Adaptação Científica:

Dr. Nuno Ferreira

Validação Científica:

Prof. Carla Rolanda

O que é?

A vesícula biliar armazena a bílis no intervalo das refeições e, nessa altura, liberta-a para o intestino delgado para ajudar a digerir os alimentos. As vias biliares são pequenos tubos de drenagem que transportam a bílis (uma mistura de colesterol, ácidos, sais e produtos residuais) do fígado para a vesícula biliar e desta para o duodeno. Diversas doenças podem afectar as vias biliares provocando, de alguma forma, a sua obstrução, motivo pelo qual doenças diferentes causam sintomas semelhantes.

Os cálculos biliares são a causa mais comum de obstrução das vias biliares. Os cálculos formam-se habitualmente no interior da vesícula biliar e podem obstruir a via biliar principal, um tubo de drenagem situado na base do fígado. Se o canal permanecer obstruído, a bílis pode acumular-se no sistema de canais biliares e na circulação sanguínea. Além disso, se se acumularem bactérias a montante da obstrução e se estas refluírem para o fígado, pode originar-se uma infecção grave denominada colangite ascendente. Se um cálculo biliar ficar parado entre a vesícula biliar e a via biliar principal, pode ocorrer uma inflamação da vesícula biliar denominada colecistite.

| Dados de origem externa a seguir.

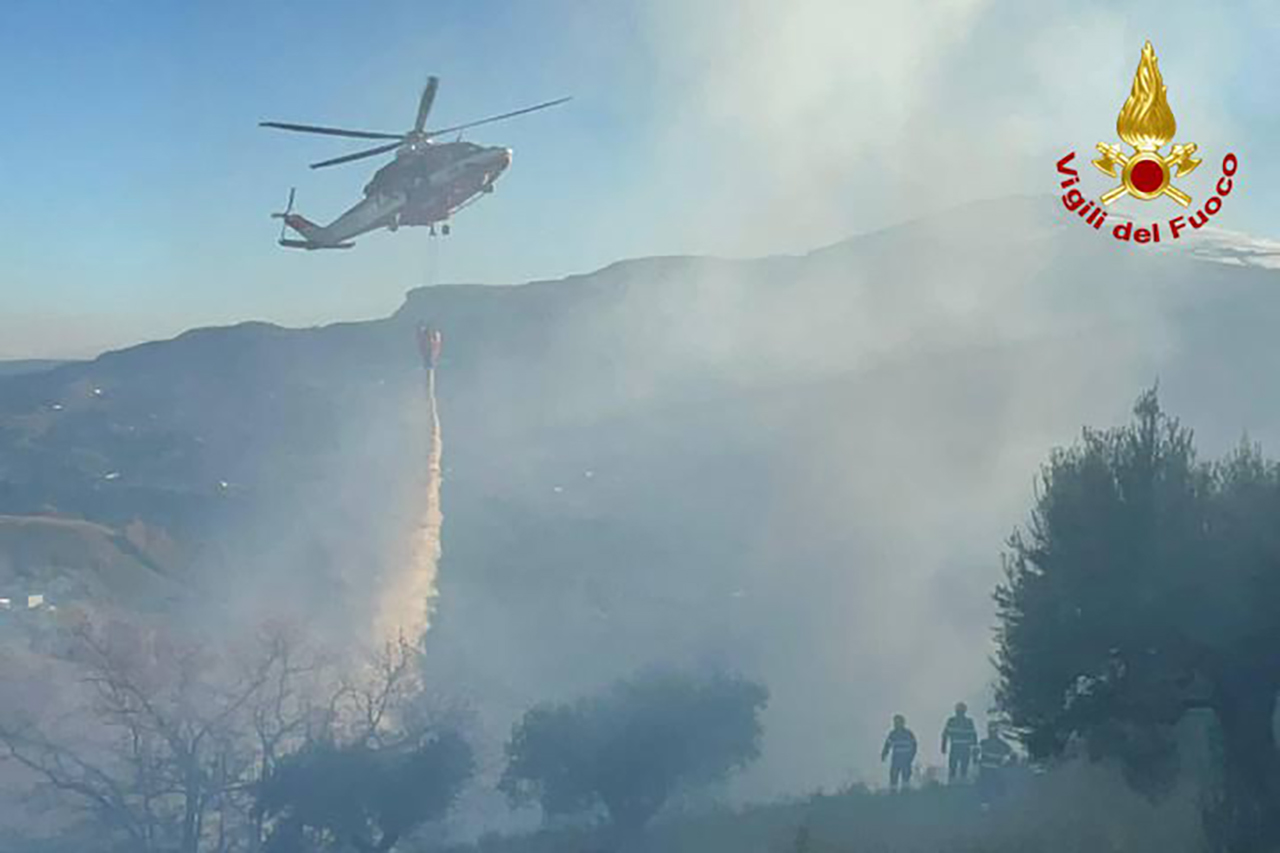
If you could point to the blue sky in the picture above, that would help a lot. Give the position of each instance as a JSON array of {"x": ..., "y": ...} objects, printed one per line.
[{"x": 136, "y": 185}]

Os cancros das vias biliares (colangiocarcinomas) e as estenoses (cicatrizes que estreitam os canais depois da ocorrência de uma infecção, uma cirurgia ou uma inflamação) constituem causas menos comuns de obstrução das vias biliares.

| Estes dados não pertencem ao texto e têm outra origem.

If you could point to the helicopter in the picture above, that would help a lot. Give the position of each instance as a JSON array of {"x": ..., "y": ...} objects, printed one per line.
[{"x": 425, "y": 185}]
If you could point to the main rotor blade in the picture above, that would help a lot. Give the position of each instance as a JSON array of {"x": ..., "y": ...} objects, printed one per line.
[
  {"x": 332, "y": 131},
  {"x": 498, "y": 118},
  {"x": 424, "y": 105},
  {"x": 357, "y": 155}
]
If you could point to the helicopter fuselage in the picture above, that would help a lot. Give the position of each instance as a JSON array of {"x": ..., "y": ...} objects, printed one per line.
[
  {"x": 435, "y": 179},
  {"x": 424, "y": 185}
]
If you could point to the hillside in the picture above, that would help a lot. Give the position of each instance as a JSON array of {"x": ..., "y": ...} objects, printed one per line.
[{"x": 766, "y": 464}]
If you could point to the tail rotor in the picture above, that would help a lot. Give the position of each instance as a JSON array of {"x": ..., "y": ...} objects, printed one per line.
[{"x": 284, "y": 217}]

Outras doenças das vias biliares são raras e incluem a colangite esclerosante primária e a cirrose biliar primária. Estas doenças, que são habitualmente diagnosticadas nos adultos de meia-idade, criam uma inflamação persistente das paredes das vias biliares, o que pode provocar estreitamento e cicatrizes das paredes. A colangite esclerosante primária é mais comum nos homens e em 75% das vezes é observada em pessoas com uma doença inflamatória intestinal (colite ulcerosa ou doença de Crohn). A cirrose biliar primária é mais comum nas mulheres e encontra-se, por vezes, associada a doenças auto-imunes, tais como a síndrome de Sjögren, a tiroidite, a esclerodermia ou a artrite reumatóide.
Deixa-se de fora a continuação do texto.